Aerogramas de José Rubira: Guiné Bissau / Montemor-o-Novo 1971-1973
Com o apoio do ICNOVA e no seguimento de uma residência de investigação no Cineclube e Filmoteca de Montemor-o-Novo, disponibilizamos imagens vernaculares recolhidas nesta região do Alentejo Central. Nesta série apresentamos fotografias da década de 1970 remetidas por José Joaquim Rubira, ex-combatente montemorense, a seus familiares.
Este conjunto de imagens é composto por 51 fotografias (a preto e branco) que viajaram da Guiné-Bissau para Montemor-o-Novo e é rematado por 2 (a cores) que realizaram o caminho inverso. Todas elas foram remetidas dentro de aerogramas, à época popularmente conhecidos como bate-estradas, meio de comunicação gratuito para os militares que se vulgarizou durante o período da Guerra Colonial / Movimentos de Libertação (1961-1974). Estima-se que nessa época tenham circulado mais de 2 milhões de bate-estradas por ano entre os territórios africanos então ocupados pelo regime colonial e as mais remotas aldeias de Portugal.
A primeira fotografia desta coleção foi remetida por José Rubira no dia 22 de Outubro de 1971, desde Bolana, e endereçada à sua mulher e filha que residiam em Montemor-o-Novo. Foi perto dessa data que José, aos 22 anos, foi enviado para a Guiné onde, depois de efectuar um treino operacional na ilha de Bolana, esteve destacado em cinco localidades: Bajope, Calequice, Ponte Alferes Nunes, Bassarel e Teixeira Pinto. Segundo José, como ele, outros montemorenses também estiveram destacados nas mesmas regiões. “Éramos uns 50, talvez, da cidade e aqui das aldeias próximas”. Entre essa data e 26 de Novembro de 1973, e como podemos ver através das mensagens manuscritas por si no verso das fotografias, além de Bolana, José remeteu para a sua cidade natal fotografias desde Teixeira-Pinto, Bajope e Bissau. No verso de algumas das fotografias enviadas a partir de 9 de Março de 1973 encontramos ainda, além da sua caligrafia, carimbos dos estúdios FOTO BARBOSA, de Teixeira Pinto, e FOTO SERRA, de Bissau. Estes vestígios também podem indiciar pistas sobre a produção destas imagens já que, com a exceção dos retratos dos seus pais que aparecem no final da série e cuja autoria é do fotógrafo montemorense Joaquim Chapa, José não se recorda do nome de quem as capturou.

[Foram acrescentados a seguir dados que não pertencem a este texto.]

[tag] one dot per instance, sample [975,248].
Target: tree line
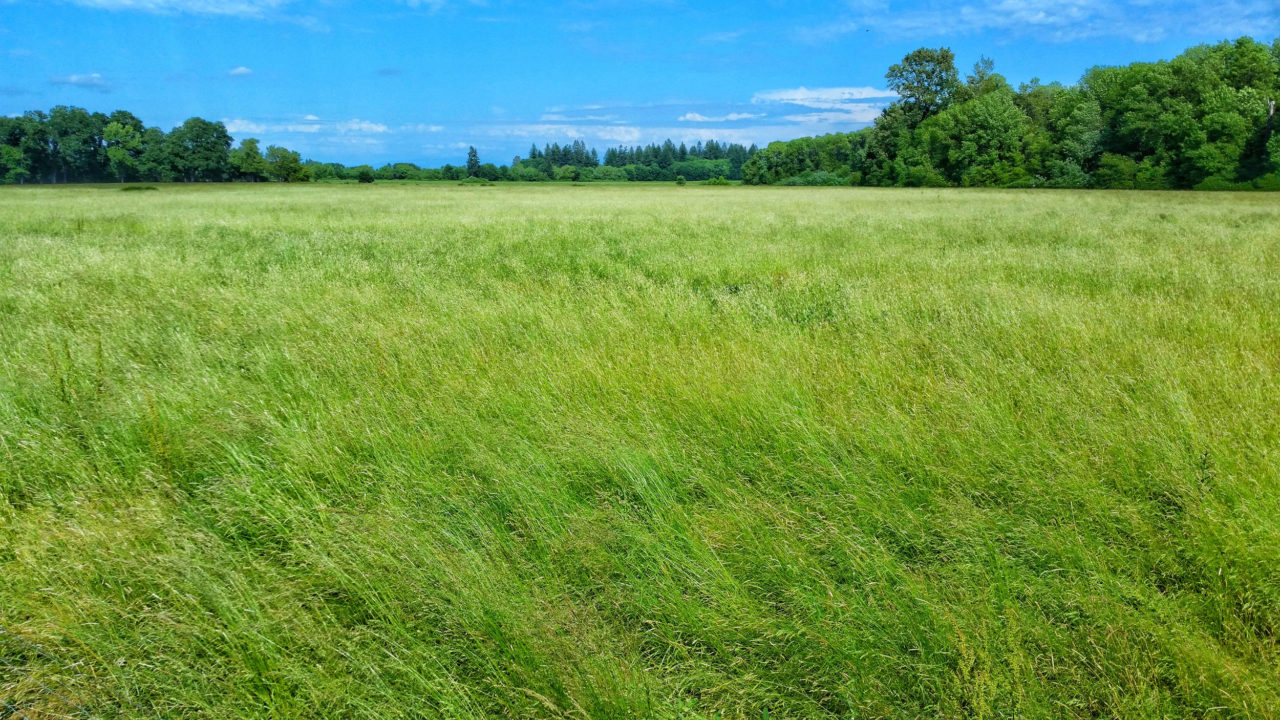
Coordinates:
[72,145]
[1205,119]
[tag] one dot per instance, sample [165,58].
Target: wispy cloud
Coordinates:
[309,124]
[91,81]
[241,8]
[722,37]
[1055,21]
[562,118]
[822,98]
[728,118]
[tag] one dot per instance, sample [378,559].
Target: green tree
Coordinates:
[926,80]
[201,151]
[286,165]
[13,165]
[123,149]
[247,160]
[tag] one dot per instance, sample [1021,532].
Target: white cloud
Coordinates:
[90,81]
[722,37]
[310,124]
[821,98]
[562,118]
[238,126]
[728,118]
[421,127]
[858,113]
[1056,21]
[359,126]
[242,8]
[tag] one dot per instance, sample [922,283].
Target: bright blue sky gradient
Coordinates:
[420,80]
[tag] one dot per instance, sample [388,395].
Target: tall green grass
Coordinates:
[438,451]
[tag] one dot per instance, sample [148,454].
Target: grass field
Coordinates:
[438,451]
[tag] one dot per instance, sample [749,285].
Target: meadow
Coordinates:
[638,451]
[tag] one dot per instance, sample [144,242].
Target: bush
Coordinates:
[1267,182]
[816,178]
[1219,182]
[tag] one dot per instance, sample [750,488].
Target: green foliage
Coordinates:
[248,163]
[286,165]
[926,80]
[536,451]
[1148,126]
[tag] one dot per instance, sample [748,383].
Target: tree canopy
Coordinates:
[1203,119]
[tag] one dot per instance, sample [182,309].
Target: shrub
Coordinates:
[814,178]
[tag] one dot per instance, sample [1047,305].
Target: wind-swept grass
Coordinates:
[438,451]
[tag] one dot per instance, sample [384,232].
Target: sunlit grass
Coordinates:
[402,451]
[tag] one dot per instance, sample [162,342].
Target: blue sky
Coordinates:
[420,80]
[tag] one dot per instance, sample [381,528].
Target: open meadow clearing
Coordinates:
[621,451]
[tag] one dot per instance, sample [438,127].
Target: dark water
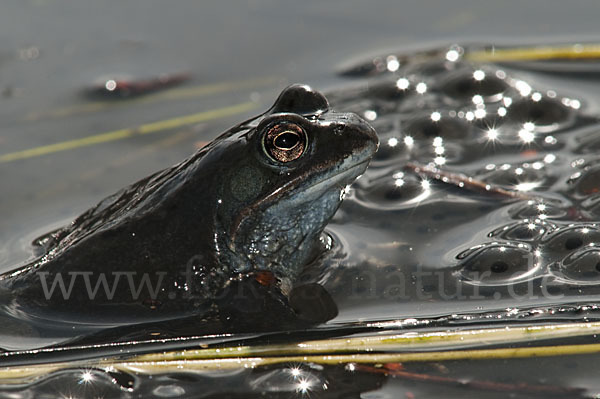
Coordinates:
[480,209]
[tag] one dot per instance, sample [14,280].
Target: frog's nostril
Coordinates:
[339,129]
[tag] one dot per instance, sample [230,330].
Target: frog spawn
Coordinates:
[498,128]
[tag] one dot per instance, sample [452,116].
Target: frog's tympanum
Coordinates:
[251,205]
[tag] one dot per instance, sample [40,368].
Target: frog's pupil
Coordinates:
[286,140]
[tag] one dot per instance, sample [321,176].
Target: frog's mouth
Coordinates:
[314,189]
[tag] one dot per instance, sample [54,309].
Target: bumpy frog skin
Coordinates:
[255,199]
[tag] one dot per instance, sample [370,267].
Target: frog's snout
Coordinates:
[360,136]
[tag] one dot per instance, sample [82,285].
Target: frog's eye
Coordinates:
[285,142]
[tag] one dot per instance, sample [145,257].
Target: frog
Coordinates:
[250,206]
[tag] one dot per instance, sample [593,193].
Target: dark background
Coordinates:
[50,50]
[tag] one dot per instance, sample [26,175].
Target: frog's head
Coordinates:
[286,174]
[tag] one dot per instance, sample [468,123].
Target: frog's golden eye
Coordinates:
[285,142]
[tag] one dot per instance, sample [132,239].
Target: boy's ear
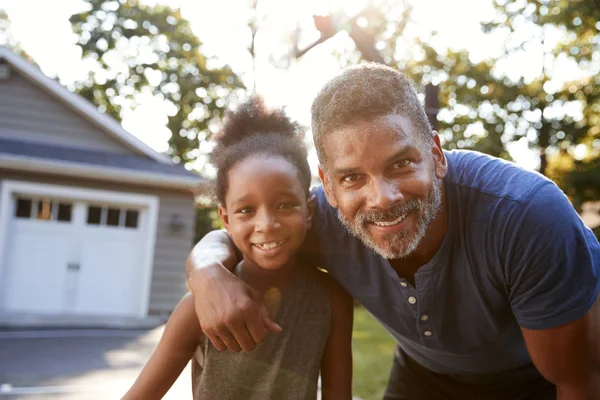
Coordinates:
[310,206]
[224,218]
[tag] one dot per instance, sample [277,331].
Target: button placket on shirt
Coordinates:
[409,294]
[424,322]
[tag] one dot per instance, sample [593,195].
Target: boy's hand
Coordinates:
[229,311]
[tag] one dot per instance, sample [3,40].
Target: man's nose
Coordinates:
[384,193]
[266,221]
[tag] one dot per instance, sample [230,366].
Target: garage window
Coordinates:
[112,216]
[43,209]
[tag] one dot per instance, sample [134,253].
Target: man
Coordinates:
[482,272]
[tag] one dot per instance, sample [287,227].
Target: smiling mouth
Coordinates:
[268,245]
[390,223]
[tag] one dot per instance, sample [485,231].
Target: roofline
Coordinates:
[80,105]
[78,170]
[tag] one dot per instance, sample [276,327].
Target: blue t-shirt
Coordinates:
[515,254]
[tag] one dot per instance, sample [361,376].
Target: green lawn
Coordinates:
[373,348]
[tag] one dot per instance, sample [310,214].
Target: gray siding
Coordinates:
[171,249]
[30,113]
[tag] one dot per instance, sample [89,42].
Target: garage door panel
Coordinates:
[38,271]
[109,284]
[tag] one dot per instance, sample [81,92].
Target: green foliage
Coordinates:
[577,26]
[7,38]
[483,109]
[372,351]
[138,49]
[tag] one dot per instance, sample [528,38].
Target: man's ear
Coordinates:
[328,188]
[310,208]
[224,218]
[439,159]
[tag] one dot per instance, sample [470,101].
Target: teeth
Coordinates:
[268,246]
[390,223]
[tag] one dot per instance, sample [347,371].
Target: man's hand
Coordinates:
[230,312]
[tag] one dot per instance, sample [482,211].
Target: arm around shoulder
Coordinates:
[336,365]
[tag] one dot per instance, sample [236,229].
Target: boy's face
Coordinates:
[266,211]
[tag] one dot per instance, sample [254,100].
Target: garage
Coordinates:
[74,251]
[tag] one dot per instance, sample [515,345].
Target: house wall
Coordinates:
[30,113]
[171,250]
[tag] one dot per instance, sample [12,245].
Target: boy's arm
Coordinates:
[336,366]
[230,313]
[179,341]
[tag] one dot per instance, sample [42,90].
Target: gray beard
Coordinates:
[398,245]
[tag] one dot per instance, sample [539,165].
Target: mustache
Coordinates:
[389,214]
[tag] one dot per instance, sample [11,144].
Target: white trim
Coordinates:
[88,171]
[81,105]
[151,203]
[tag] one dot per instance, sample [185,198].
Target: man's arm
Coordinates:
[553,273]
[568,356]
[229,311]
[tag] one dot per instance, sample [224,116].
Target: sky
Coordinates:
[222,27]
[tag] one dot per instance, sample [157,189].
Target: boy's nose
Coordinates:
[266,222]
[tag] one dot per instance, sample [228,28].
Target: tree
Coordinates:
[137,49]
[7,38]
[566,33]
[481,107]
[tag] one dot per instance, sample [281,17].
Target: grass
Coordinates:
[373,348]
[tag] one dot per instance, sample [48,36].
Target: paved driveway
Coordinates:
[77,364]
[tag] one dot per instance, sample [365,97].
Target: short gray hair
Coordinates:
[361,93]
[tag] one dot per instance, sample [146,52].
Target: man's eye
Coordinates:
[351,178]
[401,163]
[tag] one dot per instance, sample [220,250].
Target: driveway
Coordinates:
[77,364]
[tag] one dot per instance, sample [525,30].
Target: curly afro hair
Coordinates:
[254,129]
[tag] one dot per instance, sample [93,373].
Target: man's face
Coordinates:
[385,182]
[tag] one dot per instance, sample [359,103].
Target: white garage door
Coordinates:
[74,257]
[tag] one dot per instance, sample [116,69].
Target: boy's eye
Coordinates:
[286,205]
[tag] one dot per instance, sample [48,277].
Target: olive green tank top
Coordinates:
[284,366]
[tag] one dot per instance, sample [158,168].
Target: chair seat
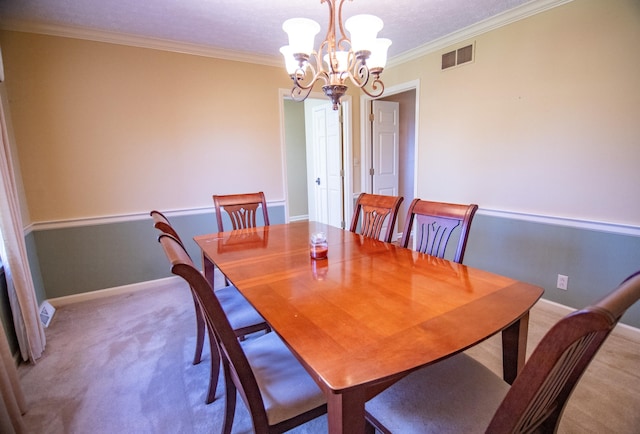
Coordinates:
[456,395]
[287,388]
[238,310]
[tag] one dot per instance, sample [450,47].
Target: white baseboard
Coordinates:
[126,289]
[623,330]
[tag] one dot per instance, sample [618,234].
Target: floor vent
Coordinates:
[458,56]
[46,313]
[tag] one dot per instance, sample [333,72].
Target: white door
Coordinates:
[327,174]
[385,148]
[385,152]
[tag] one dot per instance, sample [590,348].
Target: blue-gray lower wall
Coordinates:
[77,259]
[595,261]
[80,259]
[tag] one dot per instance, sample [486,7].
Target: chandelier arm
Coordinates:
[300,94]
[299,77]
[359,73]
[374,85]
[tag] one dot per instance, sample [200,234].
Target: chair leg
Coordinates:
[199,331]
[230,402]
[215,368]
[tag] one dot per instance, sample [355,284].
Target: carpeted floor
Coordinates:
[123,364]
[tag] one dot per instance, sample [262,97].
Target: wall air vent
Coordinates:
[458,56]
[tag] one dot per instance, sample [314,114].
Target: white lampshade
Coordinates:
[343,61]
[363,30]
[290,62]
[302,33]
[378,58]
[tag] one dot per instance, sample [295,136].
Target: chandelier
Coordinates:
[360,58]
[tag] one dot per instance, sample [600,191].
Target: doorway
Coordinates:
[317,153]
[406,95]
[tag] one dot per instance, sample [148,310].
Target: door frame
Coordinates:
[365,133]
[347,151]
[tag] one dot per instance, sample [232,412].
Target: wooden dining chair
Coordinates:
[275,387]
[376,210]
[244,318]
[435,222]
[241,208]
[460,394]
[161,222]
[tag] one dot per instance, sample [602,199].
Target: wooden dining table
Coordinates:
[371,312]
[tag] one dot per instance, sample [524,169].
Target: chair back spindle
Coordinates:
[435,222]
[242,209]
[376,210]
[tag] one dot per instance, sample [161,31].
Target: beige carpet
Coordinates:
[123,364]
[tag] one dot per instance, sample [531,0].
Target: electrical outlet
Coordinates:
[563,281]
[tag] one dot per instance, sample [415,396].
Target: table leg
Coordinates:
[514,348]
[346,412]
[208,268]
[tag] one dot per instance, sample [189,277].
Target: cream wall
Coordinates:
[546,120]
[105,129]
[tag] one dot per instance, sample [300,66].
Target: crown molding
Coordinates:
[526,10]
[138,41]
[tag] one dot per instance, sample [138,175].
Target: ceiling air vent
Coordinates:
[457,57]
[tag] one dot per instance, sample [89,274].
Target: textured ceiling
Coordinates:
[250,26]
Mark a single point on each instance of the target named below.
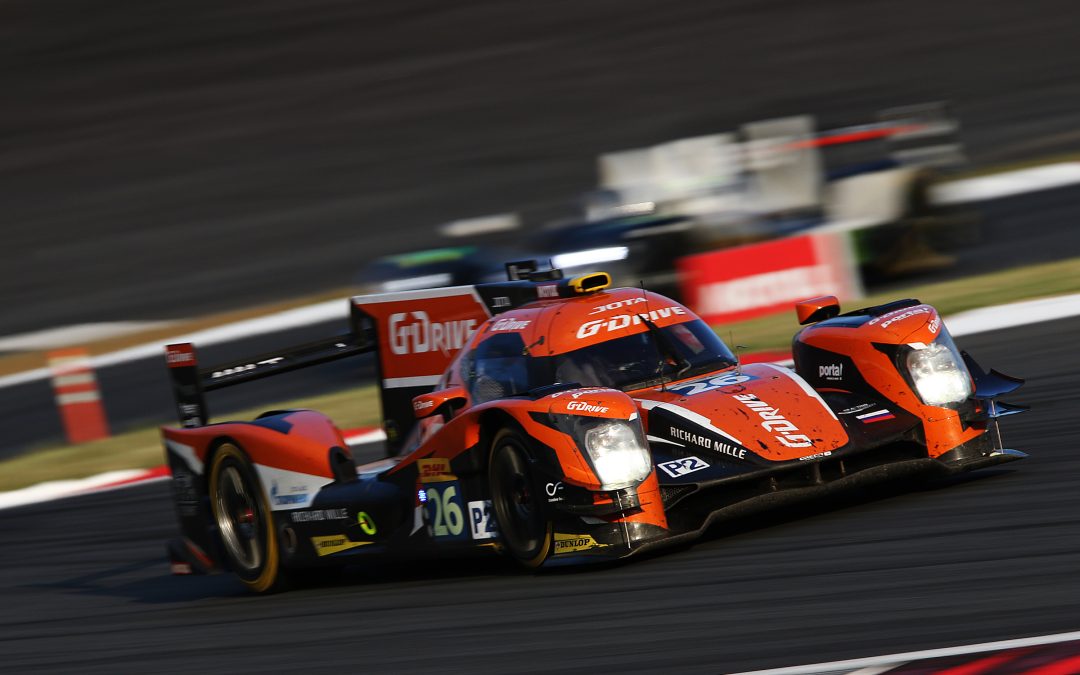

[Ofereço esta fotografia à minha mulher e filhinha como prova de amor e amizade, com muitos beijos e abraços deste que nunca as esquece e que está cheio de saudades. Adeus Beijos. Esta fotografia é tirada com a garotada cá do sítio, e com a minha pupila ao cólo, no meu carro. Adeus Amores] 24 de 24 DE DEZEMBRO DE 1971 (VERSO) Teixeira-Pinto
[Isto era uma aldeia que eu estava lá e andava sempre com os filhos deles. Porque a mim nunca ninguém me tocava. Estava com os filhos deles! Os filhos dos terroristas, que a gente chamava de terroristas, mais terroristas éramos a gente, mas isso é outro assunto. E eu andava sempre com os filhos, ia a Bolana lá buscar as coisas de comer para eles, com elas, sempre, e os gajos não me faziam nada. Eu podia ir para o mato, ia assim, sem armas, sem nada, uma faca de mato por causa dos bichos, nunca me faziam mal. Mas isto era… eu estive lá, eu era contra a guerra. Era e sou. A gente agora anda da falar muito do Putin e destes e daqueles, mas a gente também fez a mesma coisa, ou pior. Mas pronto. Invadimos Angola, fizemos em Angola o que fizemos. No Brasil, 500 anos, Moçambique, Guiné, São Tomé e Príncipe, todo o lado a gente andou, não fez só bem. Mas isso são situações… eu fui para lá, fui obrigado. Fui para lá porque o meu pai foi preso em Caxias, como comunista. Aqui em Montemor houve quem denunciasse que ele era comunista e foi preso. E eu fui sempre considerado filho de um activista comunista, tanto que no meu cartão de identidade tinha um sinal vermelho. E assim que foram as mobilizações, Guiné! Para o pior sítio da Guiné que era lá para ver se me limpavam o sarampo. Mas ainda cá estou e já morreram muitos mais desses que fizeram mal. E então foi assim. E eu quando abalei para lá tinha uma filha com seis meses. A minha filha que vai fazer 52 anos. Isto foi um sofrimento.]
Com o intuito de evidenciar o caráter também epistolar e material destas fotografias, partilhamos, além de uma digitalização da imagem nelas contida, o outro lado destes objectos fotográficos e organizamo-los cronologicamente pela data de envio. Propomos assim um debruçar sobre a sucessão de imagens e palavras que José Joaquim Rubira remeteu, ao longo de quase três anos, aos seus pais, aos seus tios e primos, à sua esposa e à sua filha Clara, que tinha apenas 6 meses quando José partiu de Montemor-o-Novo.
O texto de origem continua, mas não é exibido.